The correlation between scores on the first rating and the second rating for the 19 repeated occurrences was 0.60 for lay observers, 0.80 for DIRC graders and 0.84 for oculoplastic experts. In terms of inter-group rating reliability for all photos, the scores provided by lay observers were correlated with DIRC graders at a level of r = 0.88 and to experts at r = 0.79. The pictures themselves accounted for the greatest amount of variation among all groups. The amount of variation in the scores due to the rater was highest in the lay group at 25%, and was 20% and 21% for DIRC graders and experts, respectively.
Crowdsourced observers are insufficiently precise to replicate the results of experts in grading postoperative eyelid swelling. DIRC graders performed similarly to experts and present a less resource-intensive option.
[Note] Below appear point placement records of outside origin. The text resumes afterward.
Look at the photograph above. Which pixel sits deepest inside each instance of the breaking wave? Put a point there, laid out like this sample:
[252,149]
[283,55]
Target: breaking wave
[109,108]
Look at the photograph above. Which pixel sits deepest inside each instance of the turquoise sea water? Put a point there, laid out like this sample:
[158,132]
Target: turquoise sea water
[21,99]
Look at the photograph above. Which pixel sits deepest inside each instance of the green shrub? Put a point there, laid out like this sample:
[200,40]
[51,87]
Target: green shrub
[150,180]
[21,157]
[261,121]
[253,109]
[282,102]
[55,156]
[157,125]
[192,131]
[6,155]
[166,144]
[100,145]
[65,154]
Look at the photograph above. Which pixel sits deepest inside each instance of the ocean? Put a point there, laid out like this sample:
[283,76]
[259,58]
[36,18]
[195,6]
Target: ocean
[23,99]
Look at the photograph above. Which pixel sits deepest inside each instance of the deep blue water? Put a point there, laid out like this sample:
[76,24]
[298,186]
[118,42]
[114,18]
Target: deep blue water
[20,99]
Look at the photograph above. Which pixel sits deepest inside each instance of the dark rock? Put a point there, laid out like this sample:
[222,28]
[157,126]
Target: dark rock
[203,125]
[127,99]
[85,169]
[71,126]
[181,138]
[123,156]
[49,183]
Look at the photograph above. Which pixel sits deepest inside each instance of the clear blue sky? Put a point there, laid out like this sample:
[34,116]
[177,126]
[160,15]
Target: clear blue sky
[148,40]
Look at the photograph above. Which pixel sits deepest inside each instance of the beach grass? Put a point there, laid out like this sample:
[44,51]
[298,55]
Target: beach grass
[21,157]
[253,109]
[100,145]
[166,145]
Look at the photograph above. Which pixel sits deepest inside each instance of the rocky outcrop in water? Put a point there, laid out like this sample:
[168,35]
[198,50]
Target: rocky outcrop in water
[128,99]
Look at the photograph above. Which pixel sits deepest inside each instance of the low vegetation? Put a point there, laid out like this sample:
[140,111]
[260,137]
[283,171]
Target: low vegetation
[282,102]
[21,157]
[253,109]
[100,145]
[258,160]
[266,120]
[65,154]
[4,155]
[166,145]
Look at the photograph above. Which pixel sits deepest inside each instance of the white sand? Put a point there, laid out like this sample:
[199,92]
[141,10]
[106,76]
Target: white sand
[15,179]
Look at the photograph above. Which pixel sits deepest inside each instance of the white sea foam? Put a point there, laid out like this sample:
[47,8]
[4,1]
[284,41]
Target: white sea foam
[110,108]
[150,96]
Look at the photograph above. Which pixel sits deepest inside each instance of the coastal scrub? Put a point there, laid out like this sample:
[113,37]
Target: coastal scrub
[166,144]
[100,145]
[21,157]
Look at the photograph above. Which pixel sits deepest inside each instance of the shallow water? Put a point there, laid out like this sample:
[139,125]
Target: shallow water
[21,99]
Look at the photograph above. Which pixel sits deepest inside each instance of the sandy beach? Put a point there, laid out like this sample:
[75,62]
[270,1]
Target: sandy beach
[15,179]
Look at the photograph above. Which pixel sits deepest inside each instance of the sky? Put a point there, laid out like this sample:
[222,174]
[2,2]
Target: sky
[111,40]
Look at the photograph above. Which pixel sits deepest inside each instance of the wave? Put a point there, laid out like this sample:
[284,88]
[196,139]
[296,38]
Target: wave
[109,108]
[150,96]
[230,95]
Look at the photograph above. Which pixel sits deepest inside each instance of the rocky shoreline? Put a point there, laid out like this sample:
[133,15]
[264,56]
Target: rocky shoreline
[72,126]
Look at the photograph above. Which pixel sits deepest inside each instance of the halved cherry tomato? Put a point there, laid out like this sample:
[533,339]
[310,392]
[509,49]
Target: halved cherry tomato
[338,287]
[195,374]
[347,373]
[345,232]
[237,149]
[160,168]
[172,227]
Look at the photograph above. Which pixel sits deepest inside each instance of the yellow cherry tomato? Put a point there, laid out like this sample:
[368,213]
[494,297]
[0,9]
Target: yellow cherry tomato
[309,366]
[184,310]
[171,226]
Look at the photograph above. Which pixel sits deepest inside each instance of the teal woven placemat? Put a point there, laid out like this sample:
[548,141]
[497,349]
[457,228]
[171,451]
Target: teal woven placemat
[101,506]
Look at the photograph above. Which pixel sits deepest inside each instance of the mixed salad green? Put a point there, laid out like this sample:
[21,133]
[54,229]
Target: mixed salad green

确定众包评估眼整形手术结果的评分是否比专业分级员和眼整形专家提供的信息更可靠。
在这项前瞻性心理测量评估中,使用随机选择的图像和主题专家构建了用于评估术后眼睑肿胀的评分量表。该量表与 205 个测试图像一起呈现,其中包括 10%的重复图像。分级员被指示将测试图像与最相似的参考图像进行匹配。征集了三组分级员:来自亚马逊 Mechanical Turk 市场的众包非专业人士、来自 Doheny Image Reading Center(DIRC)的专业分级员和美国眼整形重建外科学会的外科医生。通过经典相关分析和概化理论评估绩效。
19 个重复出现的第一次评分和第二次评分之间的相关性为:非专业人士为 0.60,DIRC 分级员为 0.80,眼整形专家为 0.84。就所有照片的组间评分可靠性而言,非专业人士的评分与 DIRC 分级员的相关性为 r = 0.88,与专家的相关性为 r = 0.79。所有组中,图片本身的变异性最大。评分的变异性在非专业人士组中最高,为 25%,在 DIRC 分级员和专家中分别为 20%和 21%。
众包观察者不够精确,无法复制专家在评估术后眼睑肿胀方面的结果。DIRC 分级员的表现与专家相似,且资源密集度较低。